El Tribunal de Distrito de Gotemburgo y la fiscal del caso acusaron formalmente a la mujer que fue detenida el pasado mayo, cuando sus vecinos alertaron de un disparo desde una de las ventanas de la mujer. Al entrar en su departamento, la policía encontró seis cráneos humanos, una columna vertebral y hasta cien huesos humanos más, incluido al menos un esqueleto completo.

Sus parejas se maquillaban como cadáveres, aunque la mujer alegó después que tenía los restos, según ella adquiridos por Internet, por interés arqueológico, en un principio y según consta en el texto de la investigación, la propia mujer habló de su fascinación por la muerte y la necrofilia.

De hecho, además de los restos mortales, se encontraron en su apartamento varios soportes informáticos, en los que aparecían evidencias de que las partes de los esqueletos fueron utilizados en contextos sexuales.
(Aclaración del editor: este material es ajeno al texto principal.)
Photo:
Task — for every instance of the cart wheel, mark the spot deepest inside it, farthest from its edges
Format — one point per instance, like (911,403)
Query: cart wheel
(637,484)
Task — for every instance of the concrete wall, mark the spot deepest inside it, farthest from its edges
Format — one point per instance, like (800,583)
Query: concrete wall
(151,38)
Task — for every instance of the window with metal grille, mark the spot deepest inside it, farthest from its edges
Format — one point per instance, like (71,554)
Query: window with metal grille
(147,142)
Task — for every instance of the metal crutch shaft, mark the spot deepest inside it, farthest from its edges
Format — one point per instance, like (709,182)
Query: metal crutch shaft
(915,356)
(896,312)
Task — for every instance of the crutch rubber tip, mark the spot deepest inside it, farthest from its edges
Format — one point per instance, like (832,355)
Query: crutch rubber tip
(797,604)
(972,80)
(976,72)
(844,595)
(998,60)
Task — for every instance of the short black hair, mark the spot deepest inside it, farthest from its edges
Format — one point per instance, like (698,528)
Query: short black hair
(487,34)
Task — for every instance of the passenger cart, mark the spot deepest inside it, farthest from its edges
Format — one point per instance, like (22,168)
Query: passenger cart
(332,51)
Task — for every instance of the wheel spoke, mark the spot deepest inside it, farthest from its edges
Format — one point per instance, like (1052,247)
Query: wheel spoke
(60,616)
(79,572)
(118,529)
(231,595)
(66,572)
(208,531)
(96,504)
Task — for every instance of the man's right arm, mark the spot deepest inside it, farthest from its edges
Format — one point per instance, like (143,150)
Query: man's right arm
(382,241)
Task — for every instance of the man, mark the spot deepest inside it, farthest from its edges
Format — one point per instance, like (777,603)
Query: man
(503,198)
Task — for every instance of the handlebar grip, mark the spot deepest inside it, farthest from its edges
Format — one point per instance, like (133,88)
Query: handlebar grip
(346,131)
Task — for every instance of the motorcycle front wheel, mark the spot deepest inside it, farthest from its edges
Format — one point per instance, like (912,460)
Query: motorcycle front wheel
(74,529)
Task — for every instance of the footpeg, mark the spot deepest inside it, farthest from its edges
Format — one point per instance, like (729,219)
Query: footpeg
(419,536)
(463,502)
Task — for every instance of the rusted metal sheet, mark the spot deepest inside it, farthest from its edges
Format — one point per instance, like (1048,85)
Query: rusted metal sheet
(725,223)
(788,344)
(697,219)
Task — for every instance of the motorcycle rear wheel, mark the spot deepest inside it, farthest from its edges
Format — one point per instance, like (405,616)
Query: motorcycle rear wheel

Le encontraron fotografías, supuestamente de ella, besando cráneos y en otras actitudes sospechosas, además de fotografías de cementerios, lápidas y demás objetos y lugares relacionados con la muerte.

Según la investigación, la mujer también exigía a sus parejas que se maquillaran como si estuvieran muertos e incluso tenía CD’s con títulos como Mi primera experiencia o Mi necrofilia. La policía intenta ahora desencriptar varios discos duros que guardaba la mujer y que se encontraron junto a numerosas armas blancas y otras de simulación y señales.